# Natural Language Processing

We will use natural language processing to help with our analysis of the horror movie reviews. This topic is very broad and can be used for many things, for our particular case I will be using to get create sentiment analysis scores and also clustering movies. Lets kick this off by loading data from our previous script.

In [4]:
# lets load our pickled data, this includes a list holding reviews for our horror movies.

import pickle
import json

with open('../data/reviews_list.pkl', 'rb') as file:
    reviews_list = pickle.load(file)

# and my corresponding movie titles

with open("../data/titles_list.json", "r") as file:
    titles_list = json.load(file)


The data above contains a list of reviews for our horror movies. Each element in our list is a review, which is really a long string containing several sentences. 

In [5]:
print(f'{titles_list[0]} : {reviews_list[0][0:50]}') # grabbing movie title and the first first 50 characters in our first review

Ghost Ship : Sean Murphy and his crew are the top salvage exper


# Text normalization

Lets begin by processing our data. We start at the lowest level with an Lexical analysis, which focuses from the most basic structure dealing with words. 

### Tokenization

The first step is to create features for each of our words, in NLP jargon, these are referred to as tokens. Note this can also be done at the sentence level.

In [6]:
import nltk

nltk.download('stopwords') # stopwords corpus

Token_Pattern = r'\w+'

regex_wt = nltk.RegexpTokenizer(pattern=Token_Pattern,gaps=False)

#word tokenization
tokenized_reviews = [regex_wt.tokenize(x) for x in reviews_list]

tokenized_reviews[0][0:9]

[nltk_data] Downloading package stopwords to
[nltk_data]     C:\Users\marti\AppData\Roaming\nltk_data...
[nltk_data]   Package stopwords is already up-to-date!

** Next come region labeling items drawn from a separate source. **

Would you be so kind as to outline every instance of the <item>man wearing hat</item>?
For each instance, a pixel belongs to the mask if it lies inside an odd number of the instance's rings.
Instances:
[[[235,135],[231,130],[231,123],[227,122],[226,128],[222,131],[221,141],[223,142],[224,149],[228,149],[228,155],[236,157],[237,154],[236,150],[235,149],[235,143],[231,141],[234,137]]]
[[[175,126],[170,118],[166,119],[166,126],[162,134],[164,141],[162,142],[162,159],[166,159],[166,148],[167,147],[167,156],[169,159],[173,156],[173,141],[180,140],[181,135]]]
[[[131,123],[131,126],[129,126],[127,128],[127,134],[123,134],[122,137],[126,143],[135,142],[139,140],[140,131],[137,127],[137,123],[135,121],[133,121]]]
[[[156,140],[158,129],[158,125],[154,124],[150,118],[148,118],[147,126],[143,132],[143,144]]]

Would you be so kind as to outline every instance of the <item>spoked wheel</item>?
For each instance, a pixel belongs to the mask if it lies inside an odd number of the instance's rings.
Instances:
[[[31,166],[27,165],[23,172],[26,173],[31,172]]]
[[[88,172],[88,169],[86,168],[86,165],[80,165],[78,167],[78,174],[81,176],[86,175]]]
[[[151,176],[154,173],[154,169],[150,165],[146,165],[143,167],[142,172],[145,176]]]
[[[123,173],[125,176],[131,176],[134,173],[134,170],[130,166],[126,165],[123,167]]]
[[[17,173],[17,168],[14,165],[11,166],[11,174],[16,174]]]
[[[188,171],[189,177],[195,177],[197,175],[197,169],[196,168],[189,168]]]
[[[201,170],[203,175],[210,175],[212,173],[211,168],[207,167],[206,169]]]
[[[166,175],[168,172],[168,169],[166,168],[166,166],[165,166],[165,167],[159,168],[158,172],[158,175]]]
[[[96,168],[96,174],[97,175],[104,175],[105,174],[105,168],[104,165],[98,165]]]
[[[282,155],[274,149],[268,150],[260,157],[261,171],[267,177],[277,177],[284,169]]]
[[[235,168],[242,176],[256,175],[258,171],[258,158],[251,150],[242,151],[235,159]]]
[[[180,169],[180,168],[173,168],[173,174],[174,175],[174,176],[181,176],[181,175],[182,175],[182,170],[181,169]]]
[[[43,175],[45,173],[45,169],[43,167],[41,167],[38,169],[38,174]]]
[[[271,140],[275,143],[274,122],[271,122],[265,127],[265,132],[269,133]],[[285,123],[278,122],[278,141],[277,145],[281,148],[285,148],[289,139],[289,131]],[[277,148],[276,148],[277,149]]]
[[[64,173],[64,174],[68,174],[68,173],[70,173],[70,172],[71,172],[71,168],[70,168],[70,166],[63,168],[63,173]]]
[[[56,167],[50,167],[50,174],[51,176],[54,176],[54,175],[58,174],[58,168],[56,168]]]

['Sean', 'Murphy', 'and', 'his', 'crew', 'are', 'the', 'top', 'salvage']

### Removing stop words

Stop words, which 'don't' provide much value for our analysis are identified and removed. We need a corpus, analagous to a dictionary to help us identify stop words such as 'and','or','either'. I also supplement my stop word corpus with additional words that might not be as relevant for our analysis.

In [7]:
#function to remove stop words
from nltk.tokenize.toktok import ToktokTokenizer
import pandas as pd
import re

tokenizer = ToktokTokenizer()
stopword_list = nltk.corpus.stopwords.words('english')

stopword_list=stopword_list + ['movie','film','horror','good','show','films','see','much','list', 'com', 'http', 'www', 'imdb',
                               'tvd','characters','one','pretty','really','thing','ever','like','definitely','also','well']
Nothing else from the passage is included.